New Breakthrough May Halt LB Dementia

New Breakthrough May Halt LB Dementia

A new drugs discovery has been found that could stop one of the most common types of dementia. An article in Tuesday’s Daily Mail states that:

‘New drugs for one of the most common types of dementia could be on the horizon after scientists discovered how it spreads.

The drugs could stop it 'in its tracks' by targeting a key chemical called alpha-synuclein, according to researchers. The rogue protein is one of four types believed to be behind the devastating neurological disorder. It disrupts brain cells in dementia with Lewy bodies - also known as DLB that is progressive and gets worse over time.

Brain tissue from people who died from it showed the protein builds up in vital parts of neurons that connect cells. These may jump from one cell to another through these connections, say the international team led by Edinburgh University.

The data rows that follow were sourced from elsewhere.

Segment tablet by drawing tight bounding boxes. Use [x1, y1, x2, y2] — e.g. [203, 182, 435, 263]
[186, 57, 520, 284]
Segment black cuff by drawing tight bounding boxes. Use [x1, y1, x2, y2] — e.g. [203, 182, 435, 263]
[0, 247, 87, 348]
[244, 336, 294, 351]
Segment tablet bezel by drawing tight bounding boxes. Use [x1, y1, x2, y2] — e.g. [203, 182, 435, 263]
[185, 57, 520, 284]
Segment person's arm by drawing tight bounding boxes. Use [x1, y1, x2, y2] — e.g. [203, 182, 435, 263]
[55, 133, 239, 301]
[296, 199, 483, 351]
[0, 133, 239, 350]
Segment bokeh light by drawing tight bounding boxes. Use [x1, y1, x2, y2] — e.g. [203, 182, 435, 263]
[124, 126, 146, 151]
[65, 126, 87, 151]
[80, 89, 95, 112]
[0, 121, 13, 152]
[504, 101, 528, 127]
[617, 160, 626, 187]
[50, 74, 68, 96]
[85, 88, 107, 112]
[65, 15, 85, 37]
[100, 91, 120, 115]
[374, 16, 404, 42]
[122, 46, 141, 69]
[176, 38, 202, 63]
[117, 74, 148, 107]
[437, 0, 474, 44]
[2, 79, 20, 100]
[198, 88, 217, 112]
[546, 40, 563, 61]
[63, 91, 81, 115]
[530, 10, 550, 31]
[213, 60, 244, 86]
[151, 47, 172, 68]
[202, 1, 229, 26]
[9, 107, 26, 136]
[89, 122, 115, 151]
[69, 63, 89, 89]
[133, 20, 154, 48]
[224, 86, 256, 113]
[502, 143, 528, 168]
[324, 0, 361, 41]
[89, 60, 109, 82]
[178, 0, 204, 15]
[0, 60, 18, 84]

The findings shed light on the causes of DLB and will help to speed up the search for a treatment, they say. It is the third most common form of dementia after Alzheimer's and vascular dementias and affects around 100,000 people in the UK. It can cause severe memory loss as well as movement problems. There is currently no cure.


Study co-leader Professor Tara Spires-Jones, who heads up the UK Dementia Research Institute at Edinburgh University, said: 'DLB is a devastating condition. Our findings suggest it's at least partly driven by damage to synapses’.

'These discoveries should invigorate the search for therapies aimed at reducing synaptic damage and open the possibility of targeting the spread of alpha-synuclein through the brain - which could stop disease progression in its tracks.' 

Her researchers - which included colleagues in Spain - showed synapses in five people who had died with DLB contained clumps of the damaging alpha-synuclein - which could contribute to symptoms.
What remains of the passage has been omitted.